Bradshaw’s disdain is shared by Robbie Collin at The Telegraph. Like Bradshaw, he draws comparisons with Naomi Watt’s turn as Diana in Oliver Hirschbiegel’s eponymous biopic of last year. Grace of Monaco is “fantastically silly”, says Collin: “Dahan searches frantically for emotional potency in Kidman, often moving the camera so close to her face you worry the lens hood might bump her forehead.”

The film has been called “a farce” by Kelly’s children Prince Albert and Princess Caroline, while a grand spat between Dahan and his US distributor, Harvey Weinstein, thrilled many critics more than the film. The row, during which Dahan called Weinstein’s unreleased edit “a pile of [expletive]”, was far more entertaining than anything happening on-screen, said Variety’s Scott Foundas. “Kidman never appears to fully connect with the character,” he says. “[She] delivers a series of doleful little-girl-lost-poses — and, later, pantomimed iron-jawed determination.

The Hollywood Reporter’s Stephen Dalton sides with Foundas: “Is it even possible to make a boring film out of this rich, juicy gossipy material?” he asks. “It would seem so.

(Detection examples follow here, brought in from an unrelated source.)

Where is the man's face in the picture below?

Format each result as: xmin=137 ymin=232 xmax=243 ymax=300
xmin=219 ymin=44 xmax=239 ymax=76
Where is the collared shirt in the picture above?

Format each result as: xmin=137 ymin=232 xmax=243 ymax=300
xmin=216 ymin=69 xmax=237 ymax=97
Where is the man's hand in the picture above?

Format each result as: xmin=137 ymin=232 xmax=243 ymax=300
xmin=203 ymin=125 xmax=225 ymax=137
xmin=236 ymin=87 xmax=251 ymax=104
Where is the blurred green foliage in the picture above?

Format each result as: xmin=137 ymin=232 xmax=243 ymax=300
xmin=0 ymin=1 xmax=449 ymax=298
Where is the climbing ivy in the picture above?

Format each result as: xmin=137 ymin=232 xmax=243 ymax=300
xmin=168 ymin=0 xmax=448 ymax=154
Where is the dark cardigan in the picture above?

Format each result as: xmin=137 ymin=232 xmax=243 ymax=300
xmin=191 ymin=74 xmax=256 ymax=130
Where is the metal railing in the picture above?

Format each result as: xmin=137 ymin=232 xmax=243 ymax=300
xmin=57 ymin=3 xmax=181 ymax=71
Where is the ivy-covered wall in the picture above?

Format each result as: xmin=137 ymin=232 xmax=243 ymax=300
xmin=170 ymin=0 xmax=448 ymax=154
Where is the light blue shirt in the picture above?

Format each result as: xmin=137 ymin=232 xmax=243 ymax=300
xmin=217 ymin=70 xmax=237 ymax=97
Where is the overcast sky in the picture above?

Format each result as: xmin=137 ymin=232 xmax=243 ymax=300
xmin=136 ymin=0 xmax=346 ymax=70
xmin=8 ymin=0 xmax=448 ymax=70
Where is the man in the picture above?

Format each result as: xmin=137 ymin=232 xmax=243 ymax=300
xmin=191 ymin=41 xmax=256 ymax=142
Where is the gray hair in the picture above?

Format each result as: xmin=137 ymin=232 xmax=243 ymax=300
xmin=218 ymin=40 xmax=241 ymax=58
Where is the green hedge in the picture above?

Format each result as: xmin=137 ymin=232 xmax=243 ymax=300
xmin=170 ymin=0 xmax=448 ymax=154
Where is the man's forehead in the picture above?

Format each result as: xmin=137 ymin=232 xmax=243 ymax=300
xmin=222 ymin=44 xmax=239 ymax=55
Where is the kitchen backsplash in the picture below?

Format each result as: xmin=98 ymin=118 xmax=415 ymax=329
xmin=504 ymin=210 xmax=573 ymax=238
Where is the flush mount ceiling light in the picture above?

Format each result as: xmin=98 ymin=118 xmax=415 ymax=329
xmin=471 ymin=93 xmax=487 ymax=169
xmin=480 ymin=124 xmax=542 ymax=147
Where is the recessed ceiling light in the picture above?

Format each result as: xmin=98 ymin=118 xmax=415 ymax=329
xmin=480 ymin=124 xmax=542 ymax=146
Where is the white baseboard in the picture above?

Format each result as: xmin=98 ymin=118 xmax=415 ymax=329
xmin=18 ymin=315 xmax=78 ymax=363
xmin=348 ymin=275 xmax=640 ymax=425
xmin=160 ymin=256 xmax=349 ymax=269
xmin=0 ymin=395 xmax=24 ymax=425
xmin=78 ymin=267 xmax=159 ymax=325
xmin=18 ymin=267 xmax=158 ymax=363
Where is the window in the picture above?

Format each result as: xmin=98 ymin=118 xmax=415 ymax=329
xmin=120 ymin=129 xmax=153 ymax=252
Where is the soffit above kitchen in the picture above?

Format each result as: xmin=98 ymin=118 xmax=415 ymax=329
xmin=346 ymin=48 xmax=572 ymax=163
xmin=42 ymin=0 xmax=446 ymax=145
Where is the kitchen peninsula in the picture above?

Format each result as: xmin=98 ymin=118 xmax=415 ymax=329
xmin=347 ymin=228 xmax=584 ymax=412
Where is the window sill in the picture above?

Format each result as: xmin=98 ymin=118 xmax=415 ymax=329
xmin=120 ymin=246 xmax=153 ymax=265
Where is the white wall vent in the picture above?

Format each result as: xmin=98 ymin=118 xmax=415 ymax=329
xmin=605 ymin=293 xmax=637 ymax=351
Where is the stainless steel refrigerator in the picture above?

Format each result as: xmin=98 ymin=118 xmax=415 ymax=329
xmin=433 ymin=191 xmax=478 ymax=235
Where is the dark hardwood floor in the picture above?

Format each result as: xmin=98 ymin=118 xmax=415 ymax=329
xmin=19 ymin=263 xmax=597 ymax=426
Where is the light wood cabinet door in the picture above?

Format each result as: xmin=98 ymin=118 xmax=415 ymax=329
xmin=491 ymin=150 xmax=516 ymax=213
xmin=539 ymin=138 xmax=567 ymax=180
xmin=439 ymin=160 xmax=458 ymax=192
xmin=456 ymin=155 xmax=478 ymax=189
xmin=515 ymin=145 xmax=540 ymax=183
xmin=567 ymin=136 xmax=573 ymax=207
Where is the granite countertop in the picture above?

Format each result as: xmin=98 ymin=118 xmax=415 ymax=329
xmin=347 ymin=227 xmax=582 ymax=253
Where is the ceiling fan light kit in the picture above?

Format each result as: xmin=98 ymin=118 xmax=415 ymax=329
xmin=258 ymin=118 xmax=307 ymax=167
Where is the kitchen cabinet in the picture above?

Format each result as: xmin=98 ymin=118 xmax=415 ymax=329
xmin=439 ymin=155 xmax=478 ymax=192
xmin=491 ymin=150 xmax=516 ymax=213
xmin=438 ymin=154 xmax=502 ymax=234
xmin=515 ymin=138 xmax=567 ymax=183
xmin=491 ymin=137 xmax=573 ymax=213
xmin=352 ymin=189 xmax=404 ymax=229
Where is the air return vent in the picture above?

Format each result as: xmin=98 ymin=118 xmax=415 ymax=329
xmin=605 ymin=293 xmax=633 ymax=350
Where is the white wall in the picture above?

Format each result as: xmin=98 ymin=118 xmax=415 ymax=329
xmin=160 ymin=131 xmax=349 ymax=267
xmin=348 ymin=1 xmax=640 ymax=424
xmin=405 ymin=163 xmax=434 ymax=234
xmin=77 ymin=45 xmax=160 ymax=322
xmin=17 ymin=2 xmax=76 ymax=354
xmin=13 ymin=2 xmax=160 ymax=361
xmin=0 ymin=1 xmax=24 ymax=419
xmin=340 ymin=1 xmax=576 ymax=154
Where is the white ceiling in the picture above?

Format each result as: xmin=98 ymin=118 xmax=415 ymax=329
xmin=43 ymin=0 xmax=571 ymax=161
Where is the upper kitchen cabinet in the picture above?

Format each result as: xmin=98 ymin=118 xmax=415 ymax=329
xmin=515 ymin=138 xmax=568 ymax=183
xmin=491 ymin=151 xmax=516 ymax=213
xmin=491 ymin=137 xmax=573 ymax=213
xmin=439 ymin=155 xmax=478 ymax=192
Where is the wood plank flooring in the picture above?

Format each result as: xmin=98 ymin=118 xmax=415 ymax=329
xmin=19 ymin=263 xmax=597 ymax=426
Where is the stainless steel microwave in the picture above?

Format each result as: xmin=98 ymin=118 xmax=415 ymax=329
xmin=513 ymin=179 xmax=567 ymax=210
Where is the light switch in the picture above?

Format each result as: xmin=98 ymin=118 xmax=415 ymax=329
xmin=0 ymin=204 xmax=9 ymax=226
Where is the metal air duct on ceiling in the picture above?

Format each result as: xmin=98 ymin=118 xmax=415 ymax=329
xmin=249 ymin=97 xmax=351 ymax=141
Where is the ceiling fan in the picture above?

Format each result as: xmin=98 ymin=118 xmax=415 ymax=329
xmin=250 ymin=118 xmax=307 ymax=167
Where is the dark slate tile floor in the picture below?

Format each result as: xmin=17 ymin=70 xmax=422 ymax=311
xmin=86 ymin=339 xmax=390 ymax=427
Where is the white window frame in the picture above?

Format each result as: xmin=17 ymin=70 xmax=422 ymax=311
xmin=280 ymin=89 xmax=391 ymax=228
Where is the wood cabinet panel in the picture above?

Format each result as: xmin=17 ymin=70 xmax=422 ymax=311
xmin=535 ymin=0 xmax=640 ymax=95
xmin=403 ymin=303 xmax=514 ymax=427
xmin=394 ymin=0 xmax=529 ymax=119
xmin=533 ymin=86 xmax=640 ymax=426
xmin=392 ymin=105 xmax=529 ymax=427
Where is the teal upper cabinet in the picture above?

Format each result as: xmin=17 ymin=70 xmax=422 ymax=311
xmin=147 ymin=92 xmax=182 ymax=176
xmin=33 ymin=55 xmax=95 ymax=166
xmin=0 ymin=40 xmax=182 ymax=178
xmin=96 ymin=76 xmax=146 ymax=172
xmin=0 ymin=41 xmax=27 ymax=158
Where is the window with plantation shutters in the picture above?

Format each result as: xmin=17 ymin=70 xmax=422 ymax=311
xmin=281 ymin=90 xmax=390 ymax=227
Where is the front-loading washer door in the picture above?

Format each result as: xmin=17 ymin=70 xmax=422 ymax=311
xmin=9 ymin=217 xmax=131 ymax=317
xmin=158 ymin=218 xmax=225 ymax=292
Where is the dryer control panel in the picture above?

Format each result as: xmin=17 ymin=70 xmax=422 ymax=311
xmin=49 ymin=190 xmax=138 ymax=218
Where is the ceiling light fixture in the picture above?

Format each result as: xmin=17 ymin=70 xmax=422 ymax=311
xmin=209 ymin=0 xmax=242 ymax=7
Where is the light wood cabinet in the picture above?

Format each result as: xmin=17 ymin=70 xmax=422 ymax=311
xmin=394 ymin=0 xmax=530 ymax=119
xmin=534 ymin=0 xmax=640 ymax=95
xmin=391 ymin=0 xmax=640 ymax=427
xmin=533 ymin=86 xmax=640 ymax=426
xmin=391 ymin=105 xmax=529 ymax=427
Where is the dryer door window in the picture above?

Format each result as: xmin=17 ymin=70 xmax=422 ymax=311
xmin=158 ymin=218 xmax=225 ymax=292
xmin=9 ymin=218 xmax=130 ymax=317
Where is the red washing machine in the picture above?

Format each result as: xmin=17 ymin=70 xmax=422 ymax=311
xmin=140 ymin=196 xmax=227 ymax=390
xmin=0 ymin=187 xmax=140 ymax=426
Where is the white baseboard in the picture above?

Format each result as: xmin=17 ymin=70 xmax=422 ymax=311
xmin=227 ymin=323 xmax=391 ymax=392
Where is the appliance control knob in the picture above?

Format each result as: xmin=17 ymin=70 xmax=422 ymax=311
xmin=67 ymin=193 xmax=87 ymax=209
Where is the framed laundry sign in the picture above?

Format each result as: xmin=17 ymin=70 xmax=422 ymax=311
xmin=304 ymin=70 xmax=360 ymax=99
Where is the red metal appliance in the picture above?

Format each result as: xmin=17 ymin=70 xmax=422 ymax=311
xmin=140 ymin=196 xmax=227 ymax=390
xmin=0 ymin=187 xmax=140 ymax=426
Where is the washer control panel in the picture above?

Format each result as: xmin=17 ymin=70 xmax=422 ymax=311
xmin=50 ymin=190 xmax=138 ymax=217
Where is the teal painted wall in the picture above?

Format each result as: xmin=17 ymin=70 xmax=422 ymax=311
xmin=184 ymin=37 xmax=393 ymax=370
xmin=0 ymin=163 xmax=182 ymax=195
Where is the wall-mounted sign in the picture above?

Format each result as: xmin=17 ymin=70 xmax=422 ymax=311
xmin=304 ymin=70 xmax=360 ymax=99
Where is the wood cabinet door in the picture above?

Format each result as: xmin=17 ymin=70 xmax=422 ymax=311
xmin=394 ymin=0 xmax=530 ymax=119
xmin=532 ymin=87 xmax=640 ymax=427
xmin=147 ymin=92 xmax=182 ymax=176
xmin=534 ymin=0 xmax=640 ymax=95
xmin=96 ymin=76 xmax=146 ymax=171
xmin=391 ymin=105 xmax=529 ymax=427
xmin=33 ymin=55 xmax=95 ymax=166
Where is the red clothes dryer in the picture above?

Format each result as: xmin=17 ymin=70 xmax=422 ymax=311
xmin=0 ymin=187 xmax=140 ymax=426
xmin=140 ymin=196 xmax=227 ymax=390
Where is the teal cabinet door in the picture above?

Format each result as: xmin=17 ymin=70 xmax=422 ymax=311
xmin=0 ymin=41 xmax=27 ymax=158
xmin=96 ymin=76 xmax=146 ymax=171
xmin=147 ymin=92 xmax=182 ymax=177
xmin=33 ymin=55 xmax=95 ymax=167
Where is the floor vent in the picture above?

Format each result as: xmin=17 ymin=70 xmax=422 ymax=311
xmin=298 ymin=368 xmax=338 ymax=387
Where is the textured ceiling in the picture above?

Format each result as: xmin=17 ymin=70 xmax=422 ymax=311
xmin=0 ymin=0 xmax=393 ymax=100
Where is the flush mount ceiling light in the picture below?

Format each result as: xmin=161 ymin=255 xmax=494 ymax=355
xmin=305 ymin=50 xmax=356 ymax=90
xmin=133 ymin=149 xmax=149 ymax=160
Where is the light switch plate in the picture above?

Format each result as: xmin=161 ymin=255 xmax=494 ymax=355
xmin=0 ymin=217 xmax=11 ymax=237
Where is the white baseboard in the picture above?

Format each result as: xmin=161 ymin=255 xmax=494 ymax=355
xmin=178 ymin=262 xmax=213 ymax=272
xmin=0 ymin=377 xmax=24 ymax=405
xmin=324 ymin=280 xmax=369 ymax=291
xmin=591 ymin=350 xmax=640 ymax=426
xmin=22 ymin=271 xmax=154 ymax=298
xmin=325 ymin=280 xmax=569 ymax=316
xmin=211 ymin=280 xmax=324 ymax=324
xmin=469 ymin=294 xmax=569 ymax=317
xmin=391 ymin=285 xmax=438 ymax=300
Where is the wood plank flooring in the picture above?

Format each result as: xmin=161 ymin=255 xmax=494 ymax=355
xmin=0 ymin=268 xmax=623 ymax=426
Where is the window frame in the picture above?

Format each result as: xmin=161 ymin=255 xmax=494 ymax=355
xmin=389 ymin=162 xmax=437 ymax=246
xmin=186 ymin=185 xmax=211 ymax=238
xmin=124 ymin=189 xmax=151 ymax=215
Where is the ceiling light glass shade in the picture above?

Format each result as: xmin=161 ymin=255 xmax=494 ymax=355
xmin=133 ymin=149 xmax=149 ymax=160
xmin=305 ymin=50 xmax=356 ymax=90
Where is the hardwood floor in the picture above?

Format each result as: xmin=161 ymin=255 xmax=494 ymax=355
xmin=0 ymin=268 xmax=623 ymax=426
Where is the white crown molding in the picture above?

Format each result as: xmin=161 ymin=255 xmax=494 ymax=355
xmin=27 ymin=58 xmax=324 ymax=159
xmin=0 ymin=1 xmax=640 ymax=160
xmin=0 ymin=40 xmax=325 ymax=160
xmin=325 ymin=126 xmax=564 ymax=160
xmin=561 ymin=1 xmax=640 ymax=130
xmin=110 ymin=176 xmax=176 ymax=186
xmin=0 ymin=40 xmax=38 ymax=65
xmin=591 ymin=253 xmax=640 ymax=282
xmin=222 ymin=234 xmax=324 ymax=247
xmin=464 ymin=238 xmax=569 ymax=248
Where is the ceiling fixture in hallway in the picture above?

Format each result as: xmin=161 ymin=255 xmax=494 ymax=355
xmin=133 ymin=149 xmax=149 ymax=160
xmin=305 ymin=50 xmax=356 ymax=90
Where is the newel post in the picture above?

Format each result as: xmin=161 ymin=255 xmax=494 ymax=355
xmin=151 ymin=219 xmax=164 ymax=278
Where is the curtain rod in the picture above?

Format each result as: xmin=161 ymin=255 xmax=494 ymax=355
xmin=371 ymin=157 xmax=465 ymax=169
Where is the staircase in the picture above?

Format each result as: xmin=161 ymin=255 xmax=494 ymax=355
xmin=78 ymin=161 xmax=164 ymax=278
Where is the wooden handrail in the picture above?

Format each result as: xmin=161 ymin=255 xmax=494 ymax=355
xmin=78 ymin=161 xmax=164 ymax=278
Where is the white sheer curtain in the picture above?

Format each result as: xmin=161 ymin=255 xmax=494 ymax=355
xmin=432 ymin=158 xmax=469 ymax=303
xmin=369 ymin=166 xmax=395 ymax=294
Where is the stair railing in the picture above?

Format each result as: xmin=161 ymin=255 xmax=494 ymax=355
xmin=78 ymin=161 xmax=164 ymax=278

Indeed, it is almost perversely impressive how Dahan misses almost every target.”

Grace of Monaco opens with a quote from Kelly: “The idea of my life as a fairytale is itself a fairytale.” In today’s fairytale the film is the damsel in distress, the critics the big, bad wolf, but there’s one knight in shining armour out-there. Here, galloping over the hills, he comes: Geoffrey Macnab, our dashing hero from The Independent. The film is “a subtle and stylised character study”, “an old fashioned weepy in which Kidman excels” and finally, “a film of considerable formal sophistication”.

Macnab’s gallantry might offer some small solace to Dahan, while the rest of the critics growl.